Fostering insight at Chico State
Group seeks to promote mindfulness contemplation on campus and in the curriculum
To the ancient Greeks, contemplation was just as important to the intellectual life as reason and knowledge. Reason based on knowledge was a powerful tool, they knew, but contemplation allowed for the quieting of the mind to produce insight, the wellspring of creativity.
Such respect for the power of contemplation has largely been lost in the modern university. It’s as if the logical, linear left brain has taken over the academic body, leaving the right brain—the source of intuition, feeling, insight and creativity—largely unused outside of such departments as art, theater and music.
Margaret Dufon wants to adjust that focus. An associate professor of English, she is spearheading an effort to incorporate what she and a group of colleagues call “transformative learning” into the Chico State University curriculum. In addition to bringing a variety of speakers to campus, they are working to make a program called Mindfulness, Self and Society one of the “pathways” in the General Education program, which is currently being revamped.
“Rationality can take us only so far,” Dufon, who goes by Peggy, said during a recent interview at her cozy home in the Avenues. The problems the world faces cannot be solved by logic alone: “They’ve gone beyond what our rational minds can solve.”
That leaves empathy, understanding, compassion and self-awareness as the tools that can heal our relationships with the Earth and each other. And one of the best ways to develop those tools is through the practice of mindfulness, the moment-to-moment awareness of one’s own physical, mental and emotional experiences.
Dufon’s group, called the Faculty Initiative for Transformative Learning, is made up of teachers from a range of disciplines, from agriculture and kinesiology to philosophy and management. It seeks to foster “a holistic approach to education that recognizes and supports the development of the physical, mental, emotional and spiritual aspects of each individual human being,” according to an explanatory description Dufon authored.

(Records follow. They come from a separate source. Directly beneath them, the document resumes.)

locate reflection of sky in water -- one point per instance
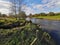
(52, 27)
(48, 24)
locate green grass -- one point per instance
(49, 17)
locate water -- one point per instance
(51, 26)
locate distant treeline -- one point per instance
(21, 14)
(46, 14)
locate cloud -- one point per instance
(44, 6)
(27, 10)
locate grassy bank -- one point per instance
(49, 17)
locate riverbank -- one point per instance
(48, 17)
(25, 35)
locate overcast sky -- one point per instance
(32, 6)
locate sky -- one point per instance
(32, 6)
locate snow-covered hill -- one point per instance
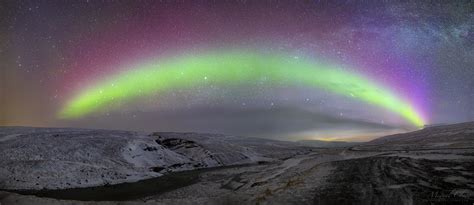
(437, 137)
(56, 158)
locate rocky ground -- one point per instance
(392, 170)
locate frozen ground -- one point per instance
(50, 158)
(423, 167)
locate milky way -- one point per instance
(276, 69)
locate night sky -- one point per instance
(291, 70)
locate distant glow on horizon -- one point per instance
(231, 68)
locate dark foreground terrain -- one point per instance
(431, 166)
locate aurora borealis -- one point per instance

She notes that numerous universities around the country have either developed mindfulness centers on campus or incorporated the practice into their curricula in some form. The notion is spreading that education involves acquiring awareness of the inner self just as much as knowledge of the outside world.
Dufon’s group has been meeting for more than four years, and has gradually grown in members over that time. It has received two grants, one to pay to bring speakers to campus, the other to subsidize development of the Mindfulness, Self and Society GE pathway.
The first speaker, Anne Beffel, is an artist and art teacher from Syracuse University, in New York. She’ll be talking to faculty on Sept. 13 about how she uses contemplative practices in the teaching of art. Then, on Sept. 16, local mindfulness teacher Steve Flowers will speak to the campus community on mindfulness-based stress reduction.
The plan is to have a total of six speakers during the school year.
The group has also been working diligently to prepare its pathway proposal, which is due Sept. 30. The new GE program is scheduled for implementation in the spring 2012 semester.
The pathways will provide connecting themes for GE programs. Students will be able to meet their GE requirements in each disciplinary area (arts, humanities, societal institutions, individual & society, etc.) by taking a course designed to present the material in a manner that incorporates the pathway theme they have selected.
Other pathway themes being developed, Dufon said, include food, diversity, international studies, mind and the brain, sustainability and math.
The mindfulness pathway is unique in a couple of ways, she said. For one, its teachers will be required to have a personal mindfulness practice—meditation, yoga, tai chi, contemplative movement, etc. In addition, the pathway will be as much about the personal process of becoming a fully realized human being as about acquiring knowledge.
“We want to change the culture of the campus,” she explained. “We want to provide alternative ways to cope with stress [besides partying, alcohol and drugs] and give students tools that can be more positive for both them and the community.”
She enjoyed a small success on that front just last week, when she met with university President Paul Zingg. She wanted to discuss the possibility of creating a special space for quiet contemplation on campus. Zingg liked the idea, she said, and pledged to pursue it.